The bailiffs arrived unexpectedly at the Bridgend HQ of South Wales Police, went into the building and began labelling items of equipment for removal.
Astonished drivers of police vehicles received radio messages warning them not to come near the HQ in case the vehicles were seized by the bailiffs.
One insider said, "The arrival of the bailiffs came as an enormous shock to everyone. They came into the HQ and went round putting labels on computers and other office equipment saying the items were not to be removed by order of the High Court. Apparently the bailiffs had back-up protection arranged with Gwent Police.
"There was a real panic on about the vehicles. If the bailiffs had got hold of a couple of Volvos worth £60,000, it would have been a massive embarrassment.

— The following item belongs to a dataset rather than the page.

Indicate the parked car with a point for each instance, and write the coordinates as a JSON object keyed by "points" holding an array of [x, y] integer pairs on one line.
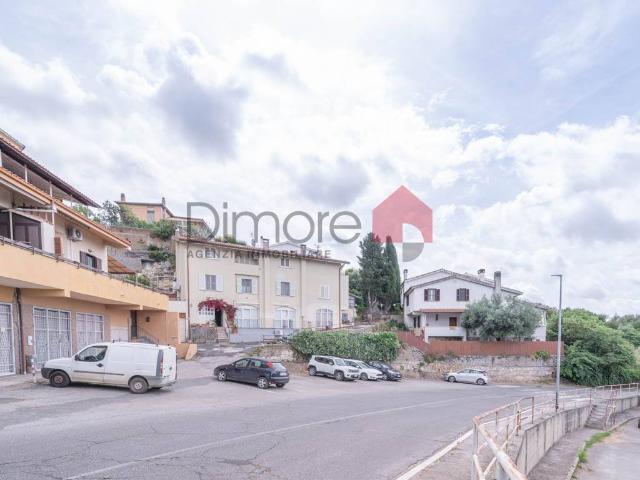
{"points": [[387, 371], [332, 367], [139, 366], [468, 375], [367, 372], [257, 371]]}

"Everyone is being cagey about what went wrong that led to this situation. There has been speculation that some big bills have been left unpaid."
In fact, the bailiffs arrived after a man who cannot be identified for legal reasons won a court judgment against South Wales Police that had not been defended as a result of an administrative oversight. It is understood that while the man concerned has been convicted of at least one offence in the criminal courts, legal proceedings are still ongoing. For that reason the police are reluctant to be more specific about the nature of the High Court judgment that led to the bailiffs entering the force HQ.
After we approached South Wales Police for an official statement about the incident yesterday, Deputy Chief Constable Paul Wood said, "On Friday last week, High Court enforcement officers arrived at South Wales Police headquarters in Bridgend to execute a judgment obtained by a man who is suing the force in relation to his prosecution.
"South Wales Police took immediate steps in applying to the courts to set the judgment aside, and the Chief Constable's application was granted by a Judge at Cardiff County Court. The bailiffs subsequently withdrew, without any property being seized, and the case is proceeding in the courts.
"At no time was the operational capability of South Wales Police put in jeopardy."
Because of the legal sensitivities of the case, Mr Wood was said to be unable to comment further.
It is understood that the original judgment against the force was not obtained by any of those involved in the high-profile miscarriage of justice cases that followed South Wales Police investigations in recent years. Nevertheless, the individual who brought the case alleges he is owed around £1.6m by the force.
Another police insider said, "This is the most amazing thing that has occurred at headquarters since I have worked here. It is not something you expect during a normal day at work - the idea of equipment being seized from a police headquarters sounds more like an Ealing comedy than something that actually happens."
It is normal procedure for bailiffs acting on behalf of the High Court to notify the police when they are about to seize goods from a premises. In this case, it is not known whether South Wales Police would normally have been the force involved in acting as a back-up for the bailiffs.